Mills’s approach to the character is sweet and inoffensive, yet imagine how fascinating Beginners might have been if he had written it from the father’s point of view: a true act of empathy and curiosity. Instead, we get endless scenes of Oliver scampering around Los Angeles with his sprightly savior, an actress played by Laurent whom he meets cute at a costume party (she has laryngitis, so is initially forced to scrawl things on a notepad). With her adorable neuroses and gamine eyes, she’s a preposterously perfect conceit—but as a love interest she’s infinitely preferable to Plummer’s barely visible much younger boyfriend, Andy, played by a mincing Goran Visnjic with a mop of bad hair, a thoroughly insecure screwball distrustful of straight men. After Hal dies, Andy accuses Oliver of avoiding him—as viewers we may also wonder why Mills didn’t pay him enough attention.
There’s the kernel of a terrific character study here, but Mills seems to have focused on the wrong guy. As always, McGregor is an impossibly warm screen presence (he made decency and naiveté sexy in last year’s I Love You Philip Morris) and a fount of charm, but despite his efforts, Oliver is unable to transcend being a type we’ve seen far too many times in movies, as well as a self-aggrandizing portrait on Mills’s part, disguised as a painful exposé. Did Oliver really have to be a clever cartoonist who in his downtime sprays super-cool, politically astute graffiti all around L.A.? And did the film’s two idiosyncratic young lovebirds have to goofily go roller-skating in the Biltmore Hotel lobby to prove their exceptional, made-for-each-other nonconformity? Befitting Oliver’s and his film’s funny-papers aesthetic, Mills intersperses cartoony philosophical asides about American life from the fifties to today (narrated, naturally, by a Scottish actor with a shaky American accent). They’re entirely superfluous, intended to lend weight to some flimsy scaffolding, but they also momentarily get Mills to move away from his own precious autobiographic pursuits.
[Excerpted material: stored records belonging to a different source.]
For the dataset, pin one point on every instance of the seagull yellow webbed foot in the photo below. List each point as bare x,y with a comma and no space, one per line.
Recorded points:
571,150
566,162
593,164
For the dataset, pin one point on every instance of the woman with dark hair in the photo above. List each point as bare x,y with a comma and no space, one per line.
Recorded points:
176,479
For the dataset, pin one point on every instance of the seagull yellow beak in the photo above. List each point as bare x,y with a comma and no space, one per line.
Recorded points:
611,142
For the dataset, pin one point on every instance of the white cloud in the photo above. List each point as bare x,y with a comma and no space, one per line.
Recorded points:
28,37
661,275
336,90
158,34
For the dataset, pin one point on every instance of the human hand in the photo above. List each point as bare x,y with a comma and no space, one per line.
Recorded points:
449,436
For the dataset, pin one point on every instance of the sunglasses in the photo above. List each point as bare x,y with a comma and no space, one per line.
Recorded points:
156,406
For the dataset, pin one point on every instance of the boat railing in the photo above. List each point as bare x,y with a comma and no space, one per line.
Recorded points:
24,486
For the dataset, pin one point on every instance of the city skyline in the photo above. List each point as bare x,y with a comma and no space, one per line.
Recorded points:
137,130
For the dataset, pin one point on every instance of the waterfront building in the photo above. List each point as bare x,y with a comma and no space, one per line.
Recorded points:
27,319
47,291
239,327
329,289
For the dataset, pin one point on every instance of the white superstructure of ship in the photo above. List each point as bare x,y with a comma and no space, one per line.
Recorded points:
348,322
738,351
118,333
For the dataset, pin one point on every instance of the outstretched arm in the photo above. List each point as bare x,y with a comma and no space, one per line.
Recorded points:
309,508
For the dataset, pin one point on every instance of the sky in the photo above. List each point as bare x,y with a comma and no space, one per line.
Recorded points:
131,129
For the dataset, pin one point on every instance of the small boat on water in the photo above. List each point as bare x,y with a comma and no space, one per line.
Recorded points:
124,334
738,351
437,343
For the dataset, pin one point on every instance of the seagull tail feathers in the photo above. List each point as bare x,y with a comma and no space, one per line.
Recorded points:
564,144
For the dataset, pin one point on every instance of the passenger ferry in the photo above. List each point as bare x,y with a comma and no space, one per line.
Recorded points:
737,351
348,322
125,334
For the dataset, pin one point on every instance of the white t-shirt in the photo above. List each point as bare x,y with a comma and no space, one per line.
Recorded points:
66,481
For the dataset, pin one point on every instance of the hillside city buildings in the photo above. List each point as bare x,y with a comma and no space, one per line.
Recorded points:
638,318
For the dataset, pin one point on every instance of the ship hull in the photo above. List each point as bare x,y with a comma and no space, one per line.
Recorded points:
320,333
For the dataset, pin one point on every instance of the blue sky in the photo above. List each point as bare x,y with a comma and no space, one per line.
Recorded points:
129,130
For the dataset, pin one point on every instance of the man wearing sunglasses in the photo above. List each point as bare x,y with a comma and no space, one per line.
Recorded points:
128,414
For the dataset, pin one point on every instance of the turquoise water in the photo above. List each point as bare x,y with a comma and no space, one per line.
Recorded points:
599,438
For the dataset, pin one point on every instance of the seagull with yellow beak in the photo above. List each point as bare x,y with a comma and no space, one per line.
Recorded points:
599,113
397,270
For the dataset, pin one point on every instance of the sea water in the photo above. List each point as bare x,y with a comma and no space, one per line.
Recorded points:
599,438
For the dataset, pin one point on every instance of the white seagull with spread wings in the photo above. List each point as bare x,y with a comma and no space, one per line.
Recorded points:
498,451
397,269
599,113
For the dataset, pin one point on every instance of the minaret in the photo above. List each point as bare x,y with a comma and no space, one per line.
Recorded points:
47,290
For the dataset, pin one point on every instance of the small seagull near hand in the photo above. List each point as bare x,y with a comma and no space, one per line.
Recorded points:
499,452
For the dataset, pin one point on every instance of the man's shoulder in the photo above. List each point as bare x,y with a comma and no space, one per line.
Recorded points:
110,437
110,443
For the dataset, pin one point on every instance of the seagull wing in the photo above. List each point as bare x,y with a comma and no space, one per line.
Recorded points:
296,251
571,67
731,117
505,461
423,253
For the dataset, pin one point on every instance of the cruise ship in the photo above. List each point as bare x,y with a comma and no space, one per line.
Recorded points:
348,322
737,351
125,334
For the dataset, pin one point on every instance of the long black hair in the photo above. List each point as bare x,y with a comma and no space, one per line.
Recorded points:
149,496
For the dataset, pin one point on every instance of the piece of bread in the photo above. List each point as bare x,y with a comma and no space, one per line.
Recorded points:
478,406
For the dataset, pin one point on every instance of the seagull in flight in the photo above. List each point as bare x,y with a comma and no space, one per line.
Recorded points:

Perhaps because of David Fincher’s remarkable recent run, the once-accepted notion of the music-video director as cinematic savior is again in vogue. How else to explain the praise for Mills’s film, which seems made up mostly of visual queues bound to convention. There isn’t a surprising choice in terms of camera, performance, music, or editing throughout. On the other hand, Beginners is quite pleasant. But affability can only go so far, especially in a movie that raises knotty issues related to both sexuality and family. Beginners is so frightened of wrestling with the tough stuff that it seems practically inhuman.